Disipador de Calor Activo Radxa 4025A para Computadoras de Placa Única ROCK 5B/5B+/5T, Nuevo

El Disipador de Calor Activo Radxa 4025A para Computadoras de Placa Única ROCK 5B/5B+/5T, Nuevo está pensado para mantener fresca tu placa en usos exigentes, donde la temperatura suele marcar la diferencia en estabilidad y rendimiento sostenido.

Con ventilación activa, ayuda a reducir el calor acumulado alrededor del procesador en escenarios reales: proyectos 24/7, sistemas de domótica con carga continua, reproductores multimedia en funcionamiento prolongado o estaciones de trabajo pequeñas dentro de un rack.

Compatibilidad y enfoque de instalación

Este disipador está diseñado específicamente para ROCK 5B/5B+/5T, por lo que conviene comprobar que tu placa sea compatible antes de comprar. Al tratarse de un módulo activo, una instalación correcta y firmemente asentada es clave para un contacto adecuado.

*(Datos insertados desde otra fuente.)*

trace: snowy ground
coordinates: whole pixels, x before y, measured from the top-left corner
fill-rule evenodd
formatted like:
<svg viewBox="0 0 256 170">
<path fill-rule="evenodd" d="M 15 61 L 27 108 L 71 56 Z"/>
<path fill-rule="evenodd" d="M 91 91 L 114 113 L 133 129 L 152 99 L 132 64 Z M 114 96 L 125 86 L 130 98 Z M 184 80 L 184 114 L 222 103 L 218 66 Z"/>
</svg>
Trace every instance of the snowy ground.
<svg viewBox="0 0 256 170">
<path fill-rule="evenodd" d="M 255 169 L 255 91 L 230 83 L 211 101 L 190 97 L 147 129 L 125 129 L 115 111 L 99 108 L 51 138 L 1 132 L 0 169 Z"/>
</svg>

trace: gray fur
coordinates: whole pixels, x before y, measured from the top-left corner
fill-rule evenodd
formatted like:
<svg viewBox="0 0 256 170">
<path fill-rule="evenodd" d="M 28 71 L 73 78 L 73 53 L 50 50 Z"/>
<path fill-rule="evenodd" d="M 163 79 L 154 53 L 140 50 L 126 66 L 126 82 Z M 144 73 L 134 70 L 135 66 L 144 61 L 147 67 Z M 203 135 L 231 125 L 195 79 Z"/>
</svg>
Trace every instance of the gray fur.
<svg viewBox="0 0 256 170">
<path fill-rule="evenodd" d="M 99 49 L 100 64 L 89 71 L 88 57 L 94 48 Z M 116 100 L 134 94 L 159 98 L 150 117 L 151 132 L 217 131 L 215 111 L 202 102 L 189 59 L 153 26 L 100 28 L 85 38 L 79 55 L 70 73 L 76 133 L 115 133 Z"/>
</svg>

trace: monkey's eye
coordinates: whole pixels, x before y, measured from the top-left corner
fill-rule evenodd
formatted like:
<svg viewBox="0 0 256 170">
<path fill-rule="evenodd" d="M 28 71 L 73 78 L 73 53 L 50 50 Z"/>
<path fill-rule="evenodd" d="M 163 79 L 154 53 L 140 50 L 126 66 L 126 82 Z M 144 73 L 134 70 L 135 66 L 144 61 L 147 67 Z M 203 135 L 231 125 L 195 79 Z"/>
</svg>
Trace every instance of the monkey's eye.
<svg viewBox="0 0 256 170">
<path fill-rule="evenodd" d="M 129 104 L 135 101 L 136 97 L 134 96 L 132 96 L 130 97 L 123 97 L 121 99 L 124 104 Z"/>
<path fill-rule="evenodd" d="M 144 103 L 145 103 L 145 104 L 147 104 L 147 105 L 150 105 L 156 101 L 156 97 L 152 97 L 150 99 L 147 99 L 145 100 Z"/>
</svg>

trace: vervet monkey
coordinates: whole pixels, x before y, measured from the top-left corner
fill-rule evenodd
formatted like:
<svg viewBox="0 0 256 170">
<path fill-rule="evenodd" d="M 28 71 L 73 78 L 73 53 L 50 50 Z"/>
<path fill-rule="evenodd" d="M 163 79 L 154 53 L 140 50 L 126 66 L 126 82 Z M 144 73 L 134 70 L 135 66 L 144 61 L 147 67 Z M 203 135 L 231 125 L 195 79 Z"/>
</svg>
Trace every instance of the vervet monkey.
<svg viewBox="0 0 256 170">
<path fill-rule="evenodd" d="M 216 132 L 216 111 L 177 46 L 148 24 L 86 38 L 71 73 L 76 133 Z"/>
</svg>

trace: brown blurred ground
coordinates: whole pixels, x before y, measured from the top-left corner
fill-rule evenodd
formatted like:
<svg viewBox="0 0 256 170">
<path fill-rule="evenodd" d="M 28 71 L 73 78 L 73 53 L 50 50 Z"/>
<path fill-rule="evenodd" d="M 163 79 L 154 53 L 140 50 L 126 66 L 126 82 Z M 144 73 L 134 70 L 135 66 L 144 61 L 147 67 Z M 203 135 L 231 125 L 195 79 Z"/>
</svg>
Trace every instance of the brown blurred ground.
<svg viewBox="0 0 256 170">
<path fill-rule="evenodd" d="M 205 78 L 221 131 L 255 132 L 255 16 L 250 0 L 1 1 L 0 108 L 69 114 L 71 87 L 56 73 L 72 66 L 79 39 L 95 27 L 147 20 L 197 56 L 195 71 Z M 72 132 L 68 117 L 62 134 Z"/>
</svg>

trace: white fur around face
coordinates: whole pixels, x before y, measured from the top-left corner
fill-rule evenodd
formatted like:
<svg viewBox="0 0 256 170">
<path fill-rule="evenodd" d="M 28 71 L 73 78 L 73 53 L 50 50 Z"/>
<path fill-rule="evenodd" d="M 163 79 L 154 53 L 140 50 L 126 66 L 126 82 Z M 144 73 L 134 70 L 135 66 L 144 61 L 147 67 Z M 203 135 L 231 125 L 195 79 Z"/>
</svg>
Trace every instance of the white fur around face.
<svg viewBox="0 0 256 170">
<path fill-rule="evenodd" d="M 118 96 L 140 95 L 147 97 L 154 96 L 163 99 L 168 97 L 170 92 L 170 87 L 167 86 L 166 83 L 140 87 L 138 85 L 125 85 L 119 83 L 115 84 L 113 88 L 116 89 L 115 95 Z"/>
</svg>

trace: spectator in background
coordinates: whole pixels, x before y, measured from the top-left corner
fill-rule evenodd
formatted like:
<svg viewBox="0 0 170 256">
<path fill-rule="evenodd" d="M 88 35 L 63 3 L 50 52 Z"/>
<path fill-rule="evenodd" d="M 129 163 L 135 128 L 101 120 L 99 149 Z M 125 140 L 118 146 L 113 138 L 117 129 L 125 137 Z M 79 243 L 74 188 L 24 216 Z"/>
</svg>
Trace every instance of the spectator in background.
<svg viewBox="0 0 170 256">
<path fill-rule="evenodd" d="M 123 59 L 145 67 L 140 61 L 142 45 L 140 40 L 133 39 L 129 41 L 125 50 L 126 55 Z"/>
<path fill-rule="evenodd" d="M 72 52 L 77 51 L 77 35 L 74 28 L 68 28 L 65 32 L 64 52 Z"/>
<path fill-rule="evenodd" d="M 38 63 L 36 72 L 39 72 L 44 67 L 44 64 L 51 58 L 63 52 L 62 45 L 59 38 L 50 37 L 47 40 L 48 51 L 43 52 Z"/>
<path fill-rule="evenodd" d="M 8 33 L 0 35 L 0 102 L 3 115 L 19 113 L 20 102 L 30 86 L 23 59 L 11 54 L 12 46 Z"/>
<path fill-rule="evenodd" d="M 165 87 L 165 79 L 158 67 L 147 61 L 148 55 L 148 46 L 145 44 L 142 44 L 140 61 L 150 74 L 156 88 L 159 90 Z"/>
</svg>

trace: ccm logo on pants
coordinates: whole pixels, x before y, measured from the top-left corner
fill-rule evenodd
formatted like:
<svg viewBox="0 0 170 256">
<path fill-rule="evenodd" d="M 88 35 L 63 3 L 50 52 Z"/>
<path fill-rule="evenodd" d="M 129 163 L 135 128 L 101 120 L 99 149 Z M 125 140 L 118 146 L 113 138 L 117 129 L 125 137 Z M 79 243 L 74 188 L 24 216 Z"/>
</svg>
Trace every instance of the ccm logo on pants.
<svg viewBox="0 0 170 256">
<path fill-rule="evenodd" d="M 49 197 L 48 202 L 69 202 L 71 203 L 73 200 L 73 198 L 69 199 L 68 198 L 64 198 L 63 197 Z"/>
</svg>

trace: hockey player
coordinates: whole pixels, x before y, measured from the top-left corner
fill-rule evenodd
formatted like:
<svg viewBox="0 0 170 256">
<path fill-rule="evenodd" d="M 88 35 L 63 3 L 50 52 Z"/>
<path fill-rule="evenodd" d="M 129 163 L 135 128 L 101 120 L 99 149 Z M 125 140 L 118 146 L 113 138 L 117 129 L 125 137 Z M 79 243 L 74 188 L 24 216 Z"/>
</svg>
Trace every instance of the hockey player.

Recomendaciones de uso y mantenimiento

  • Mantén el sistema limpio: el polvo afecta el flujo de aire y el rendimiento del ventilador.
  • Revisa periódicamente el estado del montaje si el dispositivo trabaja en entornos con ventilación limitada.
  • Si notas ruidos inusuales, revisa que el disipador no esté vibrando.

Preguntas Frecuentes

¿Para qué placas sirve exactamente el Radxa 4025A?

Está orientado a ROCK 5B/5B+/5T. Para usarlo con otras placas, habría que confirmar compatibilidad específica.

¿Es un disipador activo (con ventilador) o pasivo?

Es un disipador de calor activo, pensado para apoyar la refrigeración con flujo de aire.

¿Cómo saber si encaja en mi placa ROCK 5B/5B+/5T?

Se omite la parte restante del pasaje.